FWIW, I tried to capture the then-state of this discussion at [1]. It handwaves about why LRM/RLM and friends are not desired in a URL: it focused on documenting what the URL presentation problem is. Last I heard there was no consensus on the approaches in 3987bis or the bidi guidelines draft and browser vendors were (more or less) ignoring the problem.

I don't think the goal was to prohibit the presence of bidi controls in URLs, but rather to allow for their absence (and clear a path to not requiring them). Many URLs are auto-generated from data, for example to support SEO. While the Unicode bidi controls could be valid to include in a path component, the bidi problem is not *inside* a given path component--it exists at the URL component boundaries--at URL-meaningful characters such as ./?&=# that are bidi neutral.

> > Formatting characters are not visible in display, so looking at an IRI
> > containing those invisible characters, one can be misled as to what
> > the real content is. One of the consequences is that one would not be
> > able to recreate the IRI content when typing it.

What's more, the presence or absence of the characters may cause false matches/mismatches at the server.

Addison

[1] https://www.w3.org/International/wiki/IRIStatus


> -----Original Message-----
> From: Anne van Kesteren [mailto:annevk@annevk.nl]
> Sent: Tuesday, August 25, 2015 7:18 AM
> To: Lina Kemmel
> Cc: Martin Dürst; Larry Masinter; www-international@w3.org
> Subject: Re: IRIs and bidirectional formatting characters
> 
> On Tue, Aug 25, 2015 at 2:14 PM, Lina Kemmel <LKEMMEL@il.ibm.com>
> wrote:
> > 1. When bidi formatting characters constitute an integral part of the
> > content.
> > Formatting characters are not visible in display, so looking at an IRI
> > containing those invisible characters, one can be misled as to what
> > the real content is. One of the consequences is that one would not be
> > able to recreate the IRI content when typing it.
> > (BTW that's applicable to any UCCs, not necessarily bidi ones.)
> 
> Even ASCII, right? rn vs m et al.
> 
> 
> > Does the RFC suggest anything to fix appearance of bidirectional IRIs
> > instead?
> 
> No, this is still a matter of research. To be clear, the IETF has published
> 
>   https://tools.ietf.org/html/rfc3987

>   https://tools.ietf.org/html/draft-ietf-iri-bidi-guidelines

> 
> on the subject, but neither is very conclusive or adopted as such by user
> agents.
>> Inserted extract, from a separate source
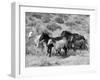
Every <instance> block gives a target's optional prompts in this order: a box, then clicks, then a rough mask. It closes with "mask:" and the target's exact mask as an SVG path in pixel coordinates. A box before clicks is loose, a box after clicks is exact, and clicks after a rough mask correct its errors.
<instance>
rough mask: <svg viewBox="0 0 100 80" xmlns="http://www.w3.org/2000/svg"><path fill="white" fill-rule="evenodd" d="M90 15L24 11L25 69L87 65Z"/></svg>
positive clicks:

E.g., studying this security issue reported against Chrome might be of
> interest:
> 
>   https://code.google.com/p/chromium/issues/detail?id=351639

> 
> 
> The reason I'm working on this is
> 
>   https://www.w3.org/Bugs/Public/show_bug.cgi?id=27641

> 
> which tries to figure out what
> 
>   https://url.spec.whatwg.org/

> 
> needs to say on the subject. I suspect the considerations mostly need to give
> advice as how to best display URLs, even with bidirectional code points going
> around. The Chrome issue so far has the best leads as to what that might be.
> 
> 
> --
> https://annevankesteren.nl/

Received on Tuesday, 25 August 2015 16:32:17 UTC